Call this Pink Slime 3.0. Version 1.0 was low-tech compared to what’s available today. Back in 2012, the public radio program “This American Life” found that a company called Journatic (pronounced “joor-NAT-ik,” though I always thought it should be “JOOR-nuh-tik”) was producing local content for newspapers using grossly underpaid, out-of-town reporters — including cheap Filipino workers who wrote articles under fake bylines.

Pink Slime 2.0, of more recent vintage, consists of hundreds of websites launched to exploit the decline of local news. Under such banners as “North Boston News” (!), these sites purport to offer community journalism but are actually a cover for political propaganda. Nearly all of them serve right-wing interests, thought there were a few on the left as well.

Pink Slime 3.0 threatens to become more insidious as AI continues to improve. As Seth Smalley wrote for Poynter Online, this is “pink slime on steroids.”

Of course, AI could prove to be a boon for local news, as Sebastian Grace wrote last week for What Works, our Northeastern journalism project tracking developments in community journalism. By eliminating repetitive drudge work, AI can free journalists to produce high-value stories that really matter.

Still, bottom-feeders like CNET — not exactly a content farm, but not much better than that, either — have already been caught publishing error-laden stories with AI. You can only imagine what sort of advice these content farms are going to give people about dealing with their medical problems.

OpenAI, which likes to portray itself as a responsible player in discussions about the future of AI, would not respond to NewsGuard’s inquiries. Neither would Facebook, which is amplifying AI-generated content.

The only thing we can be sure of is that a new, more insidious version of pink slime is coming to a website near you — if it hasn’t already.

Hermione Malone tells us how philanthropies can partner with local news outlets

Hermione Malone, left, of the American Journalism Project

On this week’s “What Works” podcast, Ellen Clegg and I talk with Hermione Malone, vice president of strategy and startups for the American Journalism Project. The AJP describes itself as a nonprofit venture philanthropy organization that focuses on supporting the future of local news. The organization makes grants to nonprofit news organizations, partners with communities to launch new outlets, and coaches leaders as they grow and sustain their newsrooms.

Hermione oversees local philanthropy partnerships.
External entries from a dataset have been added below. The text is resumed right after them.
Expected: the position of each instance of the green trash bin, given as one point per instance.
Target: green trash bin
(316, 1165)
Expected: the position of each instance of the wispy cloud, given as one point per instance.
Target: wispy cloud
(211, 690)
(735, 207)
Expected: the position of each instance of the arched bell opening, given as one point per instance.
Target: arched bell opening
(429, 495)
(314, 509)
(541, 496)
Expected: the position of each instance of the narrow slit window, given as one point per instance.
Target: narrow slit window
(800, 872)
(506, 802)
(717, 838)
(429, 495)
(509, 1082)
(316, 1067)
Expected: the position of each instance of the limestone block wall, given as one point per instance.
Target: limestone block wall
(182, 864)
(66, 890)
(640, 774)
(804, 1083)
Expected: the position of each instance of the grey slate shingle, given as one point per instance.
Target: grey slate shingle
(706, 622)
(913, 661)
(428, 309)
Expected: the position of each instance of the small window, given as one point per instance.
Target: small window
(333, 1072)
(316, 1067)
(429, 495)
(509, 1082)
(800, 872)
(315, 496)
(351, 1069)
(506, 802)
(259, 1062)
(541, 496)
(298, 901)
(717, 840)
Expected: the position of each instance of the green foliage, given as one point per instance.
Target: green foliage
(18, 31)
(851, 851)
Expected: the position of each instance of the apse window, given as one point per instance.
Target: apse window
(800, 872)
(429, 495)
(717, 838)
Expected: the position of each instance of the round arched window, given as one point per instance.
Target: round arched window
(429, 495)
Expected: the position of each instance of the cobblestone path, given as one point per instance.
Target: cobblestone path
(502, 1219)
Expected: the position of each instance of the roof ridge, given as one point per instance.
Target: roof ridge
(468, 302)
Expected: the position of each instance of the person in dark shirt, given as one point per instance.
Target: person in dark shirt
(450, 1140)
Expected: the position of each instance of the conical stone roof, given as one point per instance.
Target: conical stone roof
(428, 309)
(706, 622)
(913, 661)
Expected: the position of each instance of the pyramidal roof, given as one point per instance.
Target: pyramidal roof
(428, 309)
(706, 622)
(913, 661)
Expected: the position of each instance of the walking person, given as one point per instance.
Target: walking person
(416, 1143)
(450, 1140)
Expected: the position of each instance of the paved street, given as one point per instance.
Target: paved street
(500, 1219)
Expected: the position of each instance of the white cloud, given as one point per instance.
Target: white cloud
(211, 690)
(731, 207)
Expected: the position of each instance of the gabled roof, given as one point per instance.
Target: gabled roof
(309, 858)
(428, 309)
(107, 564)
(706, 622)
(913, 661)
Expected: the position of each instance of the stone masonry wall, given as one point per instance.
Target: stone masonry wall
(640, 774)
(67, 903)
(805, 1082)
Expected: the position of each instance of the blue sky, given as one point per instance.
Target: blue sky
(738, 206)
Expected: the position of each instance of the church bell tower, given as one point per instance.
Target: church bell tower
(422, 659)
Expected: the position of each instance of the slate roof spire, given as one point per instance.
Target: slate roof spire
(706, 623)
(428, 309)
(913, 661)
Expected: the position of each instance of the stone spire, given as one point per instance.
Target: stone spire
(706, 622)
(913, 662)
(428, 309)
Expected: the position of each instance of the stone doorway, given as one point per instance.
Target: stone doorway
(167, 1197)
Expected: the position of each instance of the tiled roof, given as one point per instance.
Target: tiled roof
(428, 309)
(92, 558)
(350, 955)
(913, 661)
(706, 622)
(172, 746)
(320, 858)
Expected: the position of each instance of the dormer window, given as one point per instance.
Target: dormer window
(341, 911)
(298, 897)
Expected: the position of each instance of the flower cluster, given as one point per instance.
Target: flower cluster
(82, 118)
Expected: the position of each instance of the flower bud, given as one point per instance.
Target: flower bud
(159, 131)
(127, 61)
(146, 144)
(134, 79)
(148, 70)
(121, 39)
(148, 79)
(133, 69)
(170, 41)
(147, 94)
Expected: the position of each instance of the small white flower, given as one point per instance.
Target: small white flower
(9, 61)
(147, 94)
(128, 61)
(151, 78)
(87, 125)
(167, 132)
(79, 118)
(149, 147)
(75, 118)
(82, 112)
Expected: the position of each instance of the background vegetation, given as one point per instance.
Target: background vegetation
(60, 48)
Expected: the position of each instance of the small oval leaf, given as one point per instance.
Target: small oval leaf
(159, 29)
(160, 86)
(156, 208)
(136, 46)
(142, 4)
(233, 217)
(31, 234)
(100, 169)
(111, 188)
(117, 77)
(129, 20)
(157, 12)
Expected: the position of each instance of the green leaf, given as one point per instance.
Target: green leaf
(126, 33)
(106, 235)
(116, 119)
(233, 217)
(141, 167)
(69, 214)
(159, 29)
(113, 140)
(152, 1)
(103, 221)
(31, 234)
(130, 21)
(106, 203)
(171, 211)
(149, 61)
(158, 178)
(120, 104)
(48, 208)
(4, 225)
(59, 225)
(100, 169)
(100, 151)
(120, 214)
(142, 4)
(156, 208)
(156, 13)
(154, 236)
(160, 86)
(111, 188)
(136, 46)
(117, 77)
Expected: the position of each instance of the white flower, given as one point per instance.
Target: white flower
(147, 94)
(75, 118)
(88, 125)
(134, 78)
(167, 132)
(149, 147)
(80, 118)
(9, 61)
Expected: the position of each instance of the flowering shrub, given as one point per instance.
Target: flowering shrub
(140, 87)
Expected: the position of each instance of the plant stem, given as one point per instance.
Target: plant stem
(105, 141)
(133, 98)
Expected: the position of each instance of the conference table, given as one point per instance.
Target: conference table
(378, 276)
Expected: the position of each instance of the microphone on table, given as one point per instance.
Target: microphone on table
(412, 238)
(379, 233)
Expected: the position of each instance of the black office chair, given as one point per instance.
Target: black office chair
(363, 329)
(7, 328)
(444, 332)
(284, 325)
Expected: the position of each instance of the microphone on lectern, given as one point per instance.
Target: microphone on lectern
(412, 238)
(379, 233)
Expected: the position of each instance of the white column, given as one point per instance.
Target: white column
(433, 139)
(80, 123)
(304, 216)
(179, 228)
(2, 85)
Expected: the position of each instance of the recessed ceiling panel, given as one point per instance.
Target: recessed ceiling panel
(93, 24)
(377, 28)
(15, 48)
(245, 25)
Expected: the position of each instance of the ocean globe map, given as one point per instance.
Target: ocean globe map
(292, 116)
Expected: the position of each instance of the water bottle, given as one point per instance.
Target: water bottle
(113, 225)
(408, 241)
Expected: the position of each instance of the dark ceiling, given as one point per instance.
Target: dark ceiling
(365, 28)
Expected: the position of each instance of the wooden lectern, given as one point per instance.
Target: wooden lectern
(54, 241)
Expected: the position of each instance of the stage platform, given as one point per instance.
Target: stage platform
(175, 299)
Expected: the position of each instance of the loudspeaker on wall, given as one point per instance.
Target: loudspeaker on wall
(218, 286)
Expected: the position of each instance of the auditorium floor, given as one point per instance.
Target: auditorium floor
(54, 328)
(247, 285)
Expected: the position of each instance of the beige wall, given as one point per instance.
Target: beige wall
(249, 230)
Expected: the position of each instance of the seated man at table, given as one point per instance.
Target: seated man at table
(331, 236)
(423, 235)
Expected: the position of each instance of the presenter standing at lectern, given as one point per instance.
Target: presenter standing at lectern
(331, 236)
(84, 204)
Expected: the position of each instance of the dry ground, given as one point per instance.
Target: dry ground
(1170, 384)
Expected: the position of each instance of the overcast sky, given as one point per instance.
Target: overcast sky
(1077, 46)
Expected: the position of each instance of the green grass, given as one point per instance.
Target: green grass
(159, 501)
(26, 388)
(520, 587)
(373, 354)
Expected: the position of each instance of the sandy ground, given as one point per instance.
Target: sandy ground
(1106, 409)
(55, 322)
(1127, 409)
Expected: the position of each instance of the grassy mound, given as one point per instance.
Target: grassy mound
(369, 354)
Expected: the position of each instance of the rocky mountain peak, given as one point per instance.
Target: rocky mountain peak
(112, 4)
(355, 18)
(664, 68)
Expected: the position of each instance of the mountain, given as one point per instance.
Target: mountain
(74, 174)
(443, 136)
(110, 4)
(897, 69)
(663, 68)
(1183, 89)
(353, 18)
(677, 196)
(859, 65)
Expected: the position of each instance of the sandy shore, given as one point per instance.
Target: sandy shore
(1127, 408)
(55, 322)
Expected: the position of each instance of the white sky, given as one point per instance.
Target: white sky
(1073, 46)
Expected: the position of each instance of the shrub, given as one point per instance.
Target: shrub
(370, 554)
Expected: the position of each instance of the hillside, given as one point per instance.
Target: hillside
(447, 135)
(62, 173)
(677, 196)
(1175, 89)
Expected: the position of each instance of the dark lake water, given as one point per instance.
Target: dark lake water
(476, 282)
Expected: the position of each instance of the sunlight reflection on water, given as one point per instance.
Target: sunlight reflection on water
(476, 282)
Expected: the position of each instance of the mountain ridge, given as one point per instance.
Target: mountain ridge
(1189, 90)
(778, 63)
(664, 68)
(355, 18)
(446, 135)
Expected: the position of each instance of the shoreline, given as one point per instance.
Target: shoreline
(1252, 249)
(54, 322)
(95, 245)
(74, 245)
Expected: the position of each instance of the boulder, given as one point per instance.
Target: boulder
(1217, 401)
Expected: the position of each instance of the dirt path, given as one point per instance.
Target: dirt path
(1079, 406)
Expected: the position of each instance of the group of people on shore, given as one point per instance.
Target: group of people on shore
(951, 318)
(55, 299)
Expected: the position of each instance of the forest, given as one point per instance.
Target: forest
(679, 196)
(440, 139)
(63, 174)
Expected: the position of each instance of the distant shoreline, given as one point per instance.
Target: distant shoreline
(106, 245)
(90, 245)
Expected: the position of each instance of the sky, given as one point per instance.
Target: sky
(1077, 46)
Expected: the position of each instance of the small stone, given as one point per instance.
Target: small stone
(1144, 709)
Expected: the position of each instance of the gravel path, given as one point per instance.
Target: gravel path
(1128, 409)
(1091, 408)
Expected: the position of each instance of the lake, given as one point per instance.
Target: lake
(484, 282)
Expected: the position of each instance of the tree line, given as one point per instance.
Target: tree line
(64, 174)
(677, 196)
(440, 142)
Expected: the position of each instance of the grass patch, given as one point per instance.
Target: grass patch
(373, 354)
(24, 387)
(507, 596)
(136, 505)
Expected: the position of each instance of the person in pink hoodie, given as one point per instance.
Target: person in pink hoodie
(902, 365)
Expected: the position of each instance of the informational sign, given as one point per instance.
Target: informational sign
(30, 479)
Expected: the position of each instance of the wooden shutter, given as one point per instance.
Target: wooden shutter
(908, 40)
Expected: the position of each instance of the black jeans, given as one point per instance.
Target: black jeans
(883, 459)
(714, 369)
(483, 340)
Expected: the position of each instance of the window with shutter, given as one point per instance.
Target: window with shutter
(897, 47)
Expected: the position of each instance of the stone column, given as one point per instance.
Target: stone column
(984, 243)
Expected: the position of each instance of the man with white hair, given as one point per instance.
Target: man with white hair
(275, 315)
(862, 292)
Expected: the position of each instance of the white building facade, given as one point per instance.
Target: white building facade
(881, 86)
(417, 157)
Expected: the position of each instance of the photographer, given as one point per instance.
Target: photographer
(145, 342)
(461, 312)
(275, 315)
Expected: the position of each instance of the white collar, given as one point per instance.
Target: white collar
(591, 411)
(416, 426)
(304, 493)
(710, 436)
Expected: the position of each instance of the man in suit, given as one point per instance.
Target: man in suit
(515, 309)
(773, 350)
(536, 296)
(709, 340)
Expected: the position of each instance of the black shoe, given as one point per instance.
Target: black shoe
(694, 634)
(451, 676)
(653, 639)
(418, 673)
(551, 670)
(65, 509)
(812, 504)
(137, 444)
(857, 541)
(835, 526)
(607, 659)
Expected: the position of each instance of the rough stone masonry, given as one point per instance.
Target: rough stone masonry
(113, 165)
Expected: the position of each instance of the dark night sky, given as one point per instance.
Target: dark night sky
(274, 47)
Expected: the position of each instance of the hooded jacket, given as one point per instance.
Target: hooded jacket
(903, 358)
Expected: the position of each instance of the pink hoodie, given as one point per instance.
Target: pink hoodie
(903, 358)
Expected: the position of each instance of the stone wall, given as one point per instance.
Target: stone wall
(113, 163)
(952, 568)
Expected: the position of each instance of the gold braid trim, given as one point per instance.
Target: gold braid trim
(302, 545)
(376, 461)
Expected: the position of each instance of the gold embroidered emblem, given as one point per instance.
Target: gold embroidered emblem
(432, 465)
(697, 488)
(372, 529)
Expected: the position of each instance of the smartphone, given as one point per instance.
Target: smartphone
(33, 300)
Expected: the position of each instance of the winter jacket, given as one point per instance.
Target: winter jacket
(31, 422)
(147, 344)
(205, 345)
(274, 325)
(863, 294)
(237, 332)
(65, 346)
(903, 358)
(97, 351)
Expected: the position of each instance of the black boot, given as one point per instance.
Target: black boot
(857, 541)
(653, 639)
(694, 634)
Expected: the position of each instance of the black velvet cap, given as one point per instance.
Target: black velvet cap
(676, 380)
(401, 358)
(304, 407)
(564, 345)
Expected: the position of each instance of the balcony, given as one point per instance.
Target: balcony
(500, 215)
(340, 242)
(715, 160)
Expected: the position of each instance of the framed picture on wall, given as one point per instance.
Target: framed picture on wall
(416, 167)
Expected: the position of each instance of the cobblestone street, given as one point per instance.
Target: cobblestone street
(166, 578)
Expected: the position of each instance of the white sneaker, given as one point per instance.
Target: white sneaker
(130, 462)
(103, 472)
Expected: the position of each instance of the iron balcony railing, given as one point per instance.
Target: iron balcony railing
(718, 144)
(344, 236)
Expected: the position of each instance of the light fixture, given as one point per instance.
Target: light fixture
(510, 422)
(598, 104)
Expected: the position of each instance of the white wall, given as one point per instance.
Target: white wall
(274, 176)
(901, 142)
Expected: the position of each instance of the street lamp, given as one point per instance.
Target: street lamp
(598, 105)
In that role, she helps nonprofit news startups get launched and nurtures coalitions of community stakeholders and local philanthropies. Her career has included work in diversity and inclusion and in community outreach. As executive director of Go.Be, a New Orleans-based nonprofit, she coached businesses owned by people of color and women, helping them figure out how to grow.

Ellen’s got a Quick Take is on Permian Proud, a pink-slime site put up by Chevron that provides a gusher of one-sided PR spin. Mine is on new research by Josh Stearns, senior director of the Public Square Program at the Democracy Fund. Josh has fresh evidence that shows that local news is vital for democracy.